The National Cat’s Eyes Rally, organised by the Thames Estuary A.C. on February 6/7th, found a winner on the road section this year, in the shape of Robin Richards and G. C. Davies in their Riley 1.5, having lost only two minutes during this 400-mile event. Last year there were six clean sheets and Ken Piper’s Messerschmitt won the rally because he made best time in the driving test. This year the organisers stated that there would be no clean sheets and that the tests would only decide ties on the road section. As it happened, they were right, but it was a very close thing.
Two starting points were used this year, at Lambs’ Garage, Woodford Green, Essex, and the Ace Service Station, Weedon, Northants. Since the rally started late on Saturday afternoon the competitors were given an easy 24-m.p.h. route to the converging point at the Evenlode Hotel, Eynsham, near Oxford, where an hour’s rest was planned as no supper stop would be provided later on.
Section II was a map-reading section with nine route checks to be visited in any order. The 30-m.p.h. average speed was not difficult to achieve on good roads and very few crews lost marks on this section. The route took competitors over the Cotswolds via Cheltenham to a petrol stop at the Cheltenham Road Garage, Perrott’s Brook, just north of Cirencester.
The third section was planned to be a difficult one, and with seven controls in 9-1/2 miles it looked to be quite “tight.” The first problem came when competitors had to go from Time Control 5 to Time Control 6, and as Control 6 had to be approached from the swath-east drivers were obliged to go through a ford. This had been swollen by recent rains and was a good 18 inches deep and about 15 yards wide. The Motor Sport reporting crew nosed their Riley into the water but thought better of it and decided to see how tbe competitors coped with the problem. Numbers 1 and 2, a Volvo 122S and an Auto Union, rushed across without difficulty and it looked as if the ford might not lie as much of a problem as we had imagined. Then an Austin Healey 100S arrived, followed by a Sprite; the 100S just about getting through by fierce blipping, but the tiny Sprite went in up to its headlamps and expired in a cloud of steam. The luckless occupants. R. B. Sutcliffe and D.H. Ralphs, rolled up their trousers and pushed the car out. Unfortunately, to do this they had to open the doors. which immediately allowed the torrent to rush through the car; but after drying out the ignition they managed te get going onto more.
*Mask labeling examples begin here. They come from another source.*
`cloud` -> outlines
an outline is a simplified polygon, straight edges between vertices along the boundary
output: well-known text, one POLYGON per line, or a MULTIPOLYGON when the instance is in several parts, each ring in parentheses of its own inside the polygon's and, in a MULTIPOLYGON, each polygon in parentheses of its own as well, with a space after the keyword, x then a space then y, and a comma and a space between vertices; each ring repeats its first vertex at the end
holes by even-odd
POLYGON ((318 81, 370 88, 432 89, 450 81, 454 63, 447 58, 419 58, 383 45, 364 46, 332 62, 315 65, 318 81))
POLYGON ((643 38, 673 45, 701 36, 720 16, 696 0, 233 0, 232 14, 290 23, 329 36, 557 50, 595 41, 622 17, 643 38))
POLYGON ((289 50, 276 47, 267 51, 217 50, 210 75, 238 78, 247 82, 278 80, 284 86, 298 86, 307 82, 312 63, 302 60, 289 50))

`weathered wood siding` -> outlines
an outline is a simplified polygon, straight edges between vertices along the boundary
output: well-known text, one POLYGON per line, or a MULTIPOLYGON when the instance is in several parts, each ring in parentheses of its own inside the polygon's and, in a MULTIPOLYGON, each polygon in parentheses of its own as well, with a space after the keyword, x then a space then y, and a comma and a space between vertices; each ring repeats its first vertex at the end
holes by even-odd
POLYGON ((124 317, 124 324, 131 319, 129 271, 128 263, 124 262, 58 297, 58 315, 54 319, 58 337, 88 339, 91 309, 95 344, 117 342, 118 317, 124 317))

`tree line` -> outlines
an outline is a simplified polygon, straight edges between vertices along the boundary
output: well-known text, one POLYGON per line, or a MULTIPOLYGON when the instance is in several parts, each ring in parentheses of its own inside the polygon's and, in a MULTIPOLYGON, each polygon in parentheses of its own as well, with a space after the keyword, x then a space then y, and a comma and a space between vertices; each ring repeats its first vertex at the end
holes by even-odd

The method of attack of various drivers was amusing to watch, some of them rushing in full bore, only to be literally drowned by enormous waves. Others studied the situation carefully and motored through, slipping the clutch and keeping the revs. up. The Austin Sevens, Triumph Heralds and VWs seemed to be particularly suited to these conditions, although the VWs tended to be more buoyant than the others. A Citroën DS19 had the advantage of being able to rise up on its suspension and it had little trouble in negotiating the ford.
A number of drivers took one look at the ford and turned back, which added to the confusion as the approach road was only wide enough for one car at a time. Among those who turned back were Paul Steiner and Pat Moss. Later on, Henderson’s Volvo and a Citroën Light Fifteen got really stuck fast, the Citroën breaking its differential. This prompted several people to take to the footpath which ran over a small bridge. It was just wide enough for a small car, an MG. A and a Sunbeam Alpine managing it quite successfully, but later on an Austin fell off the parapet into the water, a drop of several feet! Only one driver had the answer to this problem and he produced a rubber “snorkel” tube, fitted it to his Rapier’s exhaust pipe and motored happily through the flood.
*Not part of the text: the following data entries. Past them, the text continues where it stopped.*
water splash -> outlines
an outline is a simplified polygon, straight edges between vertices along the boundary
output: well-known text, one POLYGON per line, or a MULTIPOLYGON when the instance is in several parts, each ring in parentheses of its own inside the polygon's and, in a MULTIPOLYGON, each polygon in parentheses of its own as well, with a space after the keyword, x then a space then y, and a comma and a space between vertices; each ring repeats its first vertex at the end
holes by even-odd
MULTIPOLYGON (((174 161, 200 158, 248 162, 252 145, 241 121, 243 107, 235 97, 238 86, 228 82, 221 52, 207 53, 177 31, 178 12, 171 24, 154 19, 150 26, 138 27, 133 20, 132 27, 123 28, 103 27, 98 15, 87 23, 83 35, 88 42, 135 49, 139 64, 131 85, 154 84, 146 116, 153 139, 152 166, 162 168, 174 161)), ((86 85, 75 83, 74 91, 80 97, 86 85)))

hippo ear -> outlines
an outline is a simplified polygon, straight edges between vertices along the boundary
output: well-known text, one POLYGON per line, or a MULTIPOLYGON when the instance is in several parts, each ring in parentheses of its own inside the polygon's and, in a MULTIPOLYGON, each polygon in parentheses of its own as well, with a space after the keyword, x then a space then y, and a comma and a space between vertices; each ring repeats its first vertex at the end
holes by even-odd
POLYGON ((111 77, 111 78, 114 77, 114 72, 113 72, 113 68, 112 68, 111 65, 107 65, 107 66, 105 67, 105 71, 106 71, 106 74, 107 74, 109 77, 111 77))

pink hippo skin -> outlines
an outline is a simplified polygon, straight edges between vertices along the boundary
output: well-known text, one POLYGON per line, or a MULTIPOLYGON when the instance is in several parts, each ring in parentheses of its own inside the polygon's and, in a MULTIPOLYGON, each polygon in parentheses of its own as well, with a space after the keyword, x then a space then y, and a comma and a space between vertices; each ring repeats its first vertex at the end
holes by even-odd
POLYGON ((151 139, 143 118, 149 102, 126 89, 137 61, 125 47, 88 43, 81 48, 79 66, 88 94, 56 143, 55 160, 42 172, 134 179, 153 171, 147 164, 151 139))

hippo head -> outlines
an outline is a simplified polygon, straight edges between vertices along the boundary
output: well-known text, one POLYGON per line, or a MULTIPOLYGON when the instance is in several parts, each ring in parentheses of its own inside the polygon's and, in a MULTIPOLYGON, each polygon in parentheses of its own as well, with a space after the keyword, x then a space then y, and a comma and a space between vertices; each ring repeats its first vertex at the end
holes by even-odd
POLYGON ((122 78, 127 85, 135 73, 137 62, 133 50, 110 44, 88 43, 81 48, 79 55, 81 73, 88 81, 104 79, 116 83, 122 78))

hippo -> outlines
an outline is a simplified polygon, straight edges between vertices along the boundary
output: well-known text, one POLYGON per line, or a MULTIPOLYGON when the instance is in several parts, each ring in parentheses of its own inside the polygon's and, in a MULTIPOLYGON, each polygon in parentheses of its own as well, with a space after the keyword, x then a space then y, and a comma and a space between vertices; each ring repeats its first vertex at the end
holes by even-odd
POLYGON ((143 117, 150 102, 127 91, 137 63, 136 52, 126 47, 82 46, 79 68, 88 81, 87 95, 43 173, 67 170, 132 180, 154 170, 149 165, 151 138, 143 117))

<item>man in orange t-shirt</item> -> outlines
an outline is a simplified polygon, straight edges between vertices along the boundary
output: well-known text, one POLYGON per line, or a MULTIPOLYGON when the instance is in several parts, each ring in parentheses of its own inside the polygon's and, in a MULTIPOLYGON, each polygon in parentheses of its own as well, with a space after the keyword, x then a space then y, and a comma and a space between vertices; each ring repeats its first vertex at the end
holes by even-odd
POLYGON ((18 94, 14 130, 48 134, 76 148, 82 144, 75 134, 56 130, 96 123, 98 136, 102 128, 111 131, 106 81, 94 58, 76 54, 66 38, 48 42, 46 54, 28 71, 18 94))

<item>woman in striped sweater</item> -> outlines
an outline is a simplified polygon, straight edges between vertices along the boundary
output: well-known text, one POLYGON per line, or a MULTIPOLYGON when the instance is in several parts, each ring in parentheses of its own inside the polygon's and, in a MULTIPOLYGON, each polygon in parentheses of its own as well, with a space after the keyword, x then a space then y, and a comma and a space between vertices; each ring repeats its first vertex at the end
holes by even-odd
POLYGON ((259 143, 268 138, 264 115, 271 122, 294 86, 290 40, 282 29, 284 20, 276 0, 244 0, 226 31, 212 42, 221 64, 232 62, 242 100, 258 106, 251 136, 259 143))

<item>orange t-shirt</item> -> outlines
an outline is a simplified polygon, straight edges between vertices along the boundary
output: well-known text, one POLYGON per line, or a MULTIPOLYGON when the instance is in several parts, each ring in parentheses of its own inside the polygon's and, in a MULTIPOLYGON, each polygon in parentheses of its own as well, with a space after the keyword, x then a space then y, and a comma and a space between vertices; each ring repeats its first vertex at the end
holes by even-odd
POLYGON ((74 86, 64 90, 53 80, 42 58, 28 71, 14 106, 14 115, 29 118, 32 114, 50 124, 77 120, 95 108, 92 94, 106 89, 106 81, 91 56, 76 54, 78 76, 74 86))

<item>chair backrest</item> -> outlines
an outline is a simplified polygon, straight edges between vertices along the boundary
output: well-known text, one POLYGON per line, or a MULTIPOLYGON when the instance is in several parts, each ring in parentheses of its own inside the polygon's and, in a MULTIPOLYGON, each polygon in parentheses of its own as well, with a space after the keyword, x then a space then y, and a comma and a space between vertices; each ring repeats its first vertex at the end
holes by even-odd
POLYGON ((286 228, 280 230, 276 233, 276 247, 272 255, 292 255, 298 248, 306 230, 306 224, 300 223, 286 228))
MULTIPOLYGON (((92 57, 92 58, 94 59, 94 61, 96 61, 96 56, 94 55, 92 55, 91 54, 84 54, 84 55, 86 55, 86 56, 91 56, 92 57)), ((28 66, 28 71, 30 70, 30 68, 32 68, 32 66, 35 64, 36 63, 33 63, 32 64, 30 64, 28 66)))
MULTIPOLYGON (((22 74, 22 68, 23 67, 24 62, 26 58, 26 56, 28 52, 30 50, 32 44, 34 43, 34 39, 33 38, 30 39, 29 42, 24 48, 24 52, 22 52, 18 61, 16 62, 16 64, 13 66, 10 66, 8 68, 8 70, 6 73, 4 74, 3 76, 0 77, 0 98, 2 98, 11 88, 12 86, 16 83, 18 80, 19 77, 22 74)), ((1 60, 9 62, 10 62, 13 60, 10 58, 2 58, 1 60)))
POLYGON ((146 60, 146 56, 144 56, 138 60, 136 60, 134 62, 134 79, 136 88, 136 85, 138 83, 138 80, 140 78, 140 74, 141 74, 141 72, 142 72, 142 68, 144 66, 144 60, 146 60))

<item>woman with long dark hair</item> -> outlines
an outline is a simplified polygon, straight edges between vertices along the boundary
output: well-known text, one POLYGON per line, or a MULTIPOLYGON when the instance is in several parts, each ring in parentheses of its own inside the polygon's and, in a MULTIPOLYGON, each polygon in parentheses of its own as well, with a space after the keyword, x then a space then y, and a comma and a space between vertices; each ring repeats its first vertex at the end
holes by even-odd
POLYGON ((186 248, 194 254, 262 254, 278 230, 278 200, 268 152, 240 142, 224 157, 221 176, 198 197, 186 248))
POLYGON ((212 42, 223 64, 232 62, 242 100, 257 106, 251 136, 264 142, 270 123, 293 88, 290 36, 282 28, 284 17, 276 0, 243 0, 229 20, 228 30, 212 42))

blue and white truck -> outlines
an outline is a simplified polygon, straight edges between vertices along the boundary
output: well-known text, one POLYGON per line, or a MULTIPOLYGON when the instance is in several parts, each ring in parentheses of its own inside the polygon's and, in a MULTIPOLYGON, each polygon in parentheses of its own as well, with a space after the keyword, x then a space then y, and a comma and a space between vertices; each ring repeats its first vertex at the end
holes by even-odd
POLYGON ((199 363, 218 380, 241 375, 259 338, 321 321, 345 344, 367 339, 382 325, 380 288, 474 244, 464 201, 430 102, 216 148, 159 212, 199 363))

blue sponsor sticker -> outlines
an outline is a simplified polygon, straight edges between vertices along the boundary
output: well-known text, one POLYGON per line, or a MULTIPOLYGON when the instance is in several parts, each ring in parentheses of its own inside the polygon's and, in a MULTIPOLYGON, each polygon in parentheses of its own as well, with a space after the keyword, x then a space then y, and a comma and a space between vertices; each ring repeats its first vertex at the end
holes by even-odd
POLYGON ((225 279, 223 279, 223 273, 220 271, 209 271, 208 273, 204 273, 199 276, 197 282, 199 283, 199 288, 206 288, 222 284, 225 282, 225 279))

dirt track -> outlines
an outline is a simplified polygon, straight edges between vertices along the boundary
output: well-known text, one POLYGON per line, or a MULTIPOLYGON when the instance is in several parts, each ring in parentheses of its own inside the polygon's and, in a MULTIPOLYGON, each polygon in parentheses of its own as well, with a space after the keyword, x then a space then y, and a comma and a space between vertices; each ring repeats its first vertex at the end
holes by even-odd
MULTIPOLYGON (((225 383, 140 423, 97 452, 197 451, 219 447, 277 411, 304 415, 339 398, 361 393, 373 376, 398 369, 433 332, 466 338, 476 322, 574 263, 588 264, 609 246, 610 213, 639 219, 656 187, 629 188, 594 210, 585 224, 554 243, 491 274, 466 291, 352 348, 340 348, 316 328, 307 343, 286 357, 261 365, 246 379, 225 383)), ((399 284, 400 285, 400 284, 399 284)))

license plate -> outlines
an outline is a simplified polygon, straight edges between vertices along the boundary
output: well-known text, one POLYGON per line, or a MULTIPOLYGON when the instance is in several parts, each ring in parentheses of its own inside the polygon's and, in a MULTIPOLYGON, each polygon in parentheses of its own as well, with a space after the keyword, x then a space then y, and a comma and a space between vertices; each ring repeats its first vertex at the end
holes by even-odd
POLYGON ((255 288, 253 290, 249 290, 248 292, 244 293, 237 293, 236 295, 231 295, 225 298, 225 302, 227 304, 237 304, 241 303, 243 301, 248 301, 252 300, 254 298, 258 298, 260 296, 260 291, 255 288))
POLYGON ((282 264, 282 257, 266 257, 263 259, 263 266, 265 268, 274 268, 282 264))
Afterwards the organisers swore that the ford was a mere trickle when they surveyed the course but few people were inclined to believe them! Those who got through quickly found that the remainder of the section was quite easy, bringing them out to the north-west of Wantage for the start of Section IV.
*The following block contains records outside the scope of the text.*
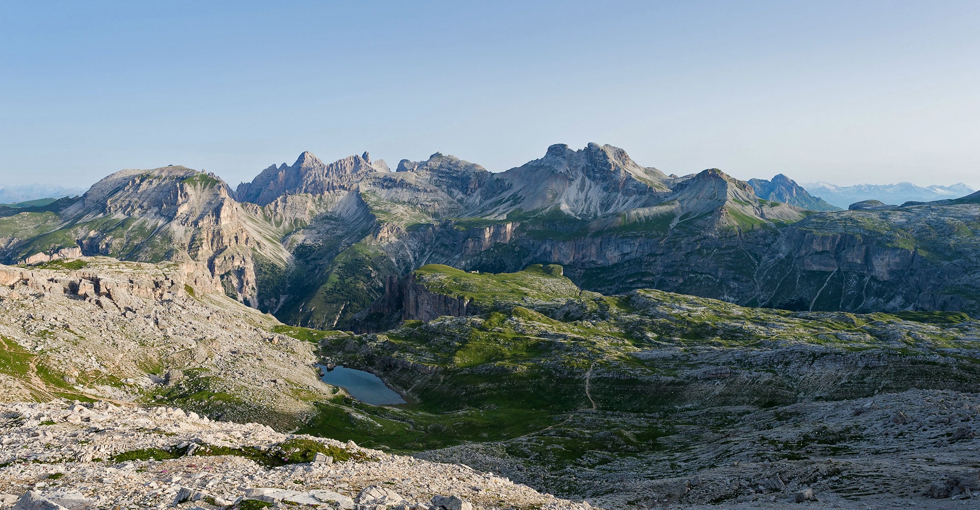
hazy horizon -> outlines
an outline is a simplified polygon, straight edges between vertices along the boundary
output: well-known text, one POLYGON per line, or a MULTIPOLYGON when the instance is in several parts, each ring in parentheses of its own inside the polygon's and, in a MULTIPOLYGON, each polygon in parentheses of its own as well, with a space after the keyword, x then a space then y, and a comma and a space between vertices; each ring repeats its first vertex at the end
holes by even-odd
POLYGON ((678 175, 980 187, 980 4, 9 6, 0 185, 232 186, 305 150, 502 171, 595 141, 678 175))

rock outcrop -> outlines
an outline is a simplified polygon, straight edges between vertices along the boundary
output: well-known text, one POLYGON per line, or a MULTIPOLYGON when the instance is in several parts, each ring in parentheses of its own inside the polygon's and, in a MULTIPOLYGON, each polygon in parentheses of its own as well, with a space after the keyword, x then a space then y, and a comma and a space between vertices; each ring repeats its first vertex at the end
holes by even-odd
POLYGON ((16 501, 17 510, 590 508, 458 464, 172 407, 0 403, 0 507, 16 501), (337 460, 302 458, 319 451, 337 460))

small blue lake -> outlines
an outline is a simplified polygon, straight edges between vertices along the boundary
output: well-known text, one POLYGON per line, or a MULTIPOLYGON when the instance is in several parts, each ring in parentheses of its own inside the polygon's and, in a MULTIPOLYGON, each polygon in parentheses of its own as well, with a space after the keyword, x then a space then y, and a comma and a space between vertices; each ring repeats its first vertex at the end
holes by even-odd
POLYGON ((344 365, 337 365, 332 370, 327 370, 326 365, 317 366, 323 371, 320 381, 347 390, 351 396, 362 402, 371 405, 407 403, 402 395, 385 386, 384 381, 370 372, 345 368, 344 365))

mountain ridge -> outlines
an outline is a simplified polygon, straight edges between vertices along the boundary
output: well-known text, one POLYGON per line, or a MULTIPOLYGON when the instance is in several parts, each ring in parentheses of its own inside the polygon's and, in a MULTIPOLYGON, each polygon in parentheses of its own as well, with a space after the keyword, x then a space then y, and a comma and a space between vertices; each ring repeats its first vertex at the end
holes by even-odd
POLYGON ((197 260, 242 302, 327 329, 368 308, 389 275, 426 263, 560 263, 590 290, 792 309, 980 308, 963 278, 978 263, 969 201, 813 211, 760 198, 773 181, 812 198, 779 175, 755 186, 718 169, 666 176, 595 143, 555 144, 500 173, 441 153, 390 171, 367 153, 324 163, 304 152, 234 191, 170 166, 117 172, 77 200, 0 209, 0 255, 197 260))

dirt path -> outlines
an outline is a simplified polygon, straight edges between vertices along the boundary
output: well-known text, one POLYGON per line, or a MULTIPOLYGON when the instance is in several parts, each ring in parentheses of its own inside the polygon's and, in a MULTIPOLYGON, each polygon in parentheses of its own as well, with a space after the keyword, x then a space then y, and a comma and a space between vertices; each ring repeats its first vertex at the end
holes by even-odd
POLYGON ((40 356, 27 350, 24 350, 22 352, 18 352, 17 350, 12 350, 10 345, 7 344, 7 342, 2 338, 0 338, 0 346, 3 346, 3 349, 8 352, 27 354, 30 356, 29 360, 27 361, 27 372, 26 374, 24 374, 26 380, 24 381, 24 383, 27 384, 27 391, 30 392, 30 396, 36 401, 43 402, 48 400, 54 400, 59 396, 74 395, 74 396, 82 396, 85 398, 95 398, 98 400, 105 400, 108 402, 112 402, 116 405, 124 405, 124 406, 135 405, 133 404, 133 402, 127 402, 124 400, 117 400, 115 398, 109 398, 106 396, 83 394, 64 388, 49 387, 48 384, 45 383, 44 380, 37 375, 37 364, 41 360, 40 356))
POLYGON ((596 366, 596 362, 595 361, 593 361, 592 364, 589 365, 589 370, 587 372, 585 372, 585 396, 587 396, 589 398, 589 401, 592 402, 592 410, 593 411, 595 411, 596 409, 599 408, 599 406, 596 405, 595 399, 592 398, 592 393, 591 393, 591 389, 592 389, 592 367, 594 367, 594 366, 596 366))

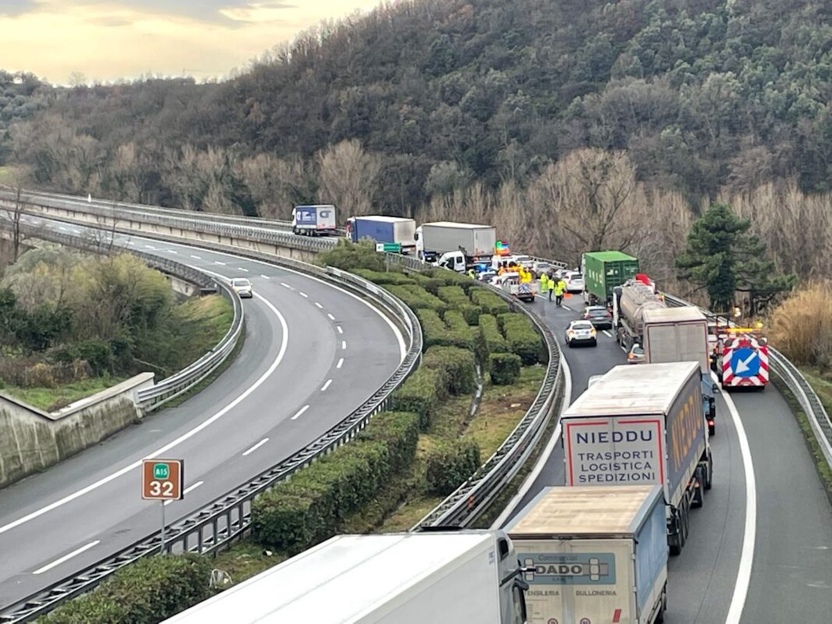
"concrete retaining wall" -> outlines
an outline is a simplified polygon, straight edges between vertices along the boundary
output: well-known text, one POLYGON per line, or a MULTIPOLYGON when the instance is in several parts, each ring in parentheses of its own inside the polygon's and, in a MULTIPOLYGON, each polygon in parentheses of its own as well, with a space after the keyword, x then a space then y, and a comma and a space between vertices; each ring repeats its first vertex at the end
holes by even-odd
POLYGON ((136 392, 153 385, 141 373, 57 412, 0 394, 0 488, 97 444, 141 418, 136 392))

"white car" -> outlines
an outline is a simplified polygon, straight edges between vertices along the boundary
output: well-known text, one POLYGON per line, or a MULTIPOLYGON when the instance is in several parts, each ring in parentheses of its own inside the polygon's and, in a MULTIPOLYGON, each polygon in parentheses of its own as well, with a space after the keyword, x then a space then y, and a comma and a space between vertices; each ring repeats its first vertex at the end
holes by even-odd
POLYGON ((251 292, 251 282, 245 277, 235 277, 231 280, 231 290, 235 292, 240 299, 251 299, 254 295, 251 292))
POLYGON ((573 320, 567 328, 563 339, 567 347, 576 344, 589 344, 591 347, 598 345, 597 330, 588 320, 573 320))
POLYGON ((563 275, 567 293, 582 293, 584 288, 583 274, 578 271, 567 271, 563 275))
This was a route card section with six route checks to be visited in any order, which once again caused little trouble, so that most crews arrived at the Three Pigeons Service Station in plenty of time for a cup of tea.
Section V was a mixture of route cards and map reading. It began with a long 80-mile route card which took competitors in the direction of London via Tring, Hemel Hempstead, Potters Bar and Broxbourne. As well as giving instructions to drivers from this long route card, navigators had to follow the route on the map so that they would know their position when the route card finished. At most of the route checks on this route card various questions had to be answered and written down in the road book. Near Hemel Hempstead most crews lost marks when they were brought out to the M 1 and had to find a way across . Another place where marks were lost was a railway bridge under which a signpost giving the map reference of the next control had been placed, but it disappeared during the night. Fortunately the organisers had taken the precaution of painting the map reference on the road in whitewash, but some crews lost time in finding it.
The rally then proceeded to North Weald Airfield for three driving tests. Some of the drivers were tired or rusty in their driving-test technique because a number of pylons were sent clattering down the concrete, and it was left to Pat Moss to give a brilliant display of how a car should be handled in driving tests, her cream Morris Minor showing many sports-car drivers how to take the tests.
After the tests the crews were free to find their own way to the final control at Southend Airport, where breakfast was available. Although, as we found later, no one had achieved a dean sheet, it was only because of three isolated incidents. Most drivers would rather have difficult road conditions and go down fighting that way than be perfectly clean on a simple road section, only to fall into a river or something similar. Perhaps the Thames Estuary A.C. will move their rally to more difficult terrain next year. Nevertheless most competitors seemed to enjoy themselves, as did the members of the Press, who were well catered for by Press Secretary Robert Vanderpump.
Cat’s Eyes Perpetual Trophy and Noilly Pratt Perpetual Trophy: R. N. Richard (Riley 1.5), 10 marks lost.
Class AA: 1st G. F. Pike (Morris Traveller). Class AB: 1st: S. P. A. Freeman (Austin Cambridge). Class AC: 1st: K. J. Finnan (Citroën). Class AD: 1st: J. R. Archer (Ford Zephyr). Class BE: 1st: W. Scutt (Triumph Herald). Class BF: 1st: G. Kirkaldie (Sunbeam Alpine). Class BG: 1st: B. Harper (Morgan Plus Four). Class BH: 1st: T. J. Mockridge (Austin Healey).
Individual Teams: 1st : Ecurie Mickey Mouse.
Club Teams: 1st: Sevenoaks & District M.C.